The sun was several hours past its zenith when the hearse came to a juncture of two waterways and the end of the road, a short distance from where a small cabin squatted, amid cypress trees. It would be a long delay to backtrack to the main road without considering the risk involved, but it was openly apparent that they had little choice but to do so.

A thin, bearded man left his rocking chair on the rickety porch of the cabin and, cradling an earthern jug fondly in the crook of his arm, meandered in their general direction. Alaina pulled down the rim of her hat, squinted her eyes to hide the gray of them, and leaned back against the high seat of the hearse.
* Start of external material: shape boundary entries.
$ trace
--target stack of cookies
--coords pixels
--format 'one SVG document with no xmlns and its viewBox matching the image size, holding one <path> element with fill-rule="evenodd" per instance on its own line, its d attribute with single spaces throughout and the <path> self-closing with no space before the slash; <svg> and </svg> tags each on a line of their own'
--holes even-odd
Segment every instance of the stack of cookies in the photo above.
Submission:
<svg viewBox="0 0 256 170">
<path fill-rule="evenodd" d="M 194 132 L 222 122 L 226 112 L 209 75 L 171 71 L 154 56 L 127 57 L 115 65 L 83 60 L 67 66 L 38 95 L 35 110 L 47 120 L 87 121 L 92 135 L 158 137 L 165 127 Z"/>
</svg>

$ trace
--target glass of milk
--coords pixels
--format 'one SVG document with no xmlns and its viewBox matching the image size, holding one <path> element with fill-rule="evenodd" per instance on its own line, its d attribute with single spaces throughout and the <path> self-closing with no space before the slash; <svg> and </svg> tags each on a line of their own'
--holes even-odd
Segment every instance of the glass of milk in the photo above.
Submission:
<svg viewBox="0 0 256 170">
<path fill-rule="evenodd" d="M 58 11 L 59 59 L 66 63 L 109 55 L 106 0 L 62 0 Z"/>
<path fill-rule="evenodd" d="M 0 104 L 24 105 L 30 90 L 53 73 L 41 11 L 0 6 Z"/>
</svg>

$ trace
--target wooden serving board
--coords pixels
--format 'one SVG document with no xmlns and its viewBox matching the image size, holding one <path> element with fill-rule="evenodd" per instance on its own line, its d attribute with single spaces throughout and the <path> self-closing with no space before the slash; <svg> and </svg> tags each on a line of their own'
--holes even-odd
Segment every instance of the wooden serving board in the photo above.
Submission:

“Y’all be wantin’ ter cross?” the man called in a thin, reedy voice while he was still some distance away.

“Yassuh,” Saul’s voice boomed. “We is takin’ de po’ massah back to his kinfolk, but ah doan rightly see as to how we is gonna git dere.”

The man snickered in his beard and took a long pull at the jug without lifting his eyes from them. “W-a-a-l-l,” he cleared his throat hoarsely as he wiped his mouth on a sleeve. “Mos’ folks hereabouts use the ferry. ‘Course, ah don’t take jest anybody. Only those what got the fare. You got any money?”
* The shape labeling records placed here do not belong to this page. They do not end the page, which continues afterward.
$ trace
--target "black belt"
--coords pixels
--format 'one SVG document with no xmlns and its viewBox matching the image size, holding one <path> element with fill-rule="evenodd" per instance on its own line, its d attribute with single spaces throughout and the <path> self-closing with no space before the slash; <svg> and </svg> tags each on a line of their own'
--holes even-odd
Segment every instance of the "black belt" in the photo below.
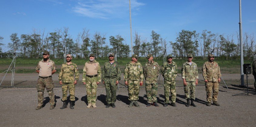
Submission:
<svg viewBox="0 0 256 127">
<path fill-rule="evenodd" d="M 89 78 L 93 78 L 98 76 L 98 75 L 86 75 L 86 76 Z"/>
<path fill-rule="evenodd" d="M 47 77 L 42 77 L 42 76 L 39 76 L 39 78 L 52 78 L 52 75 L 49 76 L 47 76 Z"/>
</svg>

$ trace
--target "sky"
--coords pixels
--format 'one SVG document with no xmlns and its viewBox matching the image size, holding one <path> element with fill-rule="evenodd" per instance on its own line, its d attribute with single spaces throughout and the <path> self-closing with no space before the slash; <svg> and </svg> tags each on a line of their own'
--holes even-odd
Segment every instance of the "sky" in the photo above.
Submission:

Alaina fished a hand in her pocket and, drawing out a silver dollar, handed it to Saul. The black passed it on to the thin man who tested it with his teeth, and frowned thoughtfully as he remembered the clink of coins he had heard.

“W-a-a-a-l-l,” he drawled even longer than
before. “Hit be Yankee money, and it’s good all right. ‘Course, it ain’t near enough.”
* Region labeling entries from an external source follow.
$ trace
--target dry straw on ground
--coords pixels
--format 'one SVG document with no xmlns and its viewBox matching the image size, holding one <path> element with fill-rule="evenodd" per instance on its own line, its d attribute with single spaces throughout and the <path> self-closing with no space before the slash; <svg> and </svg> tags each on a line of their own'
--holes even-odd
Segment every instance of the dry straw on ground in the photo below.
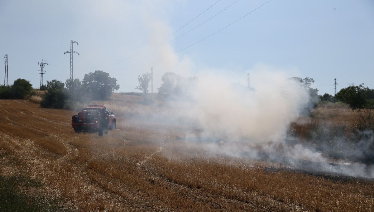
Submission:
<svg viewBox="0 0 374 212">
<path fill-rule="evenodd" d="M 129 120 L 129 114 L 162 112 L 163 108 L 122 97 L 104 102 L 116 113 L 118 128 L 103 138 L 74 132 L 70 123 L 76 112 L 1 100 L 0 175 L 23 175 L 41 182 L 38 195 L 43 201 L 68 211 L 374 209 L 371 180 L 269 171 L 274 165 L 211 155 L 199 144 L 177 139 L 187 130 L 183 127 L 141 116 Z M 352 114 L 324 110 L 295 124 L 295 132 L 302 135 L 317 122 L 344 125 Z M 322 114 L 331 114 L 332 119 L 323 119 Z M 36 189 L 22 192 L 32 197 Z"/>
</svg>

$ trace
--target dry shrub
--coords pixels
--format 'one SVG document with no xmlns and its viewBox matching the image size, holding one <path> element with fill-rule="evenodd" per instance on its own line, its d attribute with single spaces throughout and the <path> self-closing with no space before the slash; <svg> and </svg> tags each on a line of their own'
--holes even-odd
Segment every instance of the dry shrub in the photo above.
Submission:
<svg viewBox="0 0 374 212">
<path fill-rule="evenodd" d="M 33 90 L 33 92 L 34 93 L 34 95 L 41 98 L 44 97 L 46 94 L 45 90 L 40 90 L 39 89 L 34 89 Z"/>
<path fill-rule="evenodd" d="M 40 104 L 43 100 L 43 98 L 39 96 L 33 95 L 29 98 L 29 100 L 30 102 L 38 104 Z"/>
</svg>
The man eyed the pair as Alaina tugged at Saul’s sleeve. When he leaned down to her, she whispered in his ear and held out her hand as if to show him something. The huge black turned to him and, with wide eyes and a doubtful tone, worried aloud.

“We’uns only got two more o’ dem. De ol’ massah didn’t have too much, an’ de undertaker man, he give us all de big white ones and keep only de little yeller ones fo’ hisself.”

“Hain’t near enough fer me ter risk my good health with a fever victim,” the man whined. “Yo’ sure the man didn’t leave you a couple o’ dem in yeller ones?”

“No, suh!” Saul shook his head vigorously. “But de massah, he doan pass away ob no fever. De massah, he done got hisself kilt in dat fight wide de Yankees way up river. De undertaker man, he say de lil’ yeller kerchiefs on de dead wagon keep de Yankees from pokin’ ’round.”

“W-a-a-l-l, in that case, an’ cause ah is a loyal Confederate man, ah’s gonna take y’all across fer only three dollars.”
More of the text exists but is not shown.